The one question I have at this point, is where did the biographical information come from? Isn't the real-life Bettie, supposedly alive and well, reclusive and unwilling to comment on her past? Early in the film they are bold enough to suggest that her father may have molester her as a girl, and that she was gang-raped as a young woman. That gang-rape scene seems to be setting the stage as a life-changing incident, but the story doesn't use it whatsoever...Bettie continues to be friendly and receptive to men's advances as though she's never had any bad experience in her life.
One last thing, the Special Features on the DVD contains a real Bettie Page reel from the past. (Is it really? I don't think it is Gretchen Moll's body. They really digitally scrubbed it to raise the production values.) They really found a gem from the past...a scene of Bettie in street clothes undressing in an ordinary small bedroom, shot intimately with a close camera. It goes beyond straight cheesecake because Bettie made a mood study out of it...her face has loneliness and regret on it, which could have been real, but comes off as a great performance.
Century (1993)
A neglected movie
I'm not surprised to see no reviews as of yet for this movie. I saw it in Brighton, England when it came out and have been checking shelves at video stores and libraries ever since then, and haven't found it.
I can't remember the story well enough to know whether the following is a spoiler or not, so beware...
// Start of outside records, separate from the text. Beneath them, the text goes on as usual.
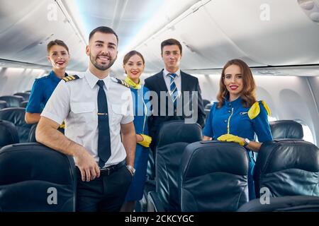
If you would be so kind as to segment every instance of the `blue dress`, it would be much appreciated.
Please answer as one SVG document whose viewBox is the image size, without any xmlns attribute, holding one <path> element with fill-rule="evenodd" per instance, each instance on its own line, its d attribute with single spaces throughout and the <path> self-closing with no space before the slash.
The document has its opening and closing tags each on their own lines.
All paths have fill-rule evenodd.
<svg viewBox="0 0 319 226">
<path fill-rule="evenodd" d="M 65 73 L 67 76 L 67 74 Z M 41 113 L 52 93 L 61 81 L 53 71 L 50 74 L 35 79 L 32 87 L 26 112 Z"/>
<path fill-rule="evenodd" d="M 140 89 L 130 88 L 134 106 L 134 126 L 137 134 L 148 135 L 147 117 L 150 112 L 150 92 L 142 85 Z M 128 189 L 125 201 L 142 199 L 146 180 L 149 148 L 136 144 L 134 168 L 135 173 Z"/>
<path fill-rule="evenodd" d="M 228 102 L 225 100 L 224 105 L 217 108 L 218 102 L 215 102 L 211 108 L 208 117 L 203 129 L 203 134 L 216 140 L 219 136 L 228 133 L 229 121 L 229 133 L 255 141 L 256 134 L 259 142 L 266 142 L 272 140 L 267 112 L 264 105 L 259 103 L 259 114 L 252 119 L 248 117 L 250 107 L 244 107 L 242 98 Z M 250 200 L 255 198 L 252 172 L 254 167 L 254 160 L 251 150 L 247 150 L 249 157 L 248 191 Z"/>
</svg>

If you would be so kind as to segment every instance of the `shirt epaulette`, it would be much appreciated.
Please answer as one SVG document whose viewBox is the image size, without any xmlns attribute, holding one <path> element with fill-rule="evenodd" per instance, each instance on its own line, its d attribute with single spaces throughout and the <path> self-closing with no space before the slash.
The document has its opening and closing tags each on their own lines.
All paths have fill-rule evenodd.
<svg viewBox="0 0 319 226">
<path fill-rule="evenodd" d="M 66 83 L 67 83 L 67 82 L 69 82 L 69 81 L 72 81 L 72 80 L 77 80 L 77 79 L 78 79 L 78 78 L 79 78 L 79 77 L 78 76 L 77 76 L 77 75 L 69 76 L 63 77 L 63 78 L 62 78 L 62 79 L 63 79 Z"/>
<path fill-rule="evenodd" d="M 126 86 L 127 88 L 130 88 L 130 85 L 128 85 L 128 84 L 123 80 L 118 79 L 118 78 L 114 78 L 114 77 L 112 77 L 111 79 L 112 79 L 112 81 L 113 82 L 115 82 L 116 83 L 123 85 L 124 86 Z"/>
</svg>

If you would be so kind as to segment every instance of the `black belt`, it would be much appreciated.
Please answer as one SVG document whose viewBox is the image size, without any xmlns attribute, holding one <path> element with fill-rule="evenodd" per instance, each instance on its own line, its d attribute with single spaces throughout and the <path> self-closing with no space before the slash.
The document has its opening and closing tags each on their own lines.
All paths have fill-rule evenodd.
<svg viewBox="0 0 319 226">
<path fill-rule="evenodd" d="M 110 165 L 106 168 L 100 169 L 100 174 L 101 176 L 108 176 L 117 171 L 118 169 L 125 165 L 125 160 L 123 160 L 117 165 Z"/>
</svg>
The story addresses adherence to the idea of "Eugenics" in a time before genetic inheritence was properly understood. This ghastly philosophy held that it was society's obligation to try to rid the world of undesirable human traits (like disease) simply by preventing people having the affliction from procreating (even if it meant seeking to prematurely end the potential procreators life). The young doctor gradually discovers that his mentor is putting this belief to practice. This happens against the backdrop of the change of century on New Year's eve, Jan 31, 1899. An interesting piece about a lesser-known dark-age in science, whose inability to die a timely death may have led to the thinking behind the Nazi Holocaust.
Bob le flambeur (1956)
Great film noir
This movie is strikingly like "Rififi" which was reissued last year. Both movies have tough, hardboiled Dashiell-Hammett-like male characters who dominiate over the eye-poppingly beautiful female ornaments in their surroundings and talk in short, sarcastic metaphors. There is a strange sequence where they are practicing cracking a safe where the camera keeps panning to the financier's German Shepherd, for no apparant reason...pure cinematographic style, much like in Rififi (although I can't put my finger on a specific equivalent scene). Lest I repeat myself, the women in both films are really something. They are dressed and photographed in ways that are far more alluring than one is accustomed to in US films of the period, and their general 'look' seems to have foreshadowed US fashion by decades. The female lead in this movie has a very 1980's 'do.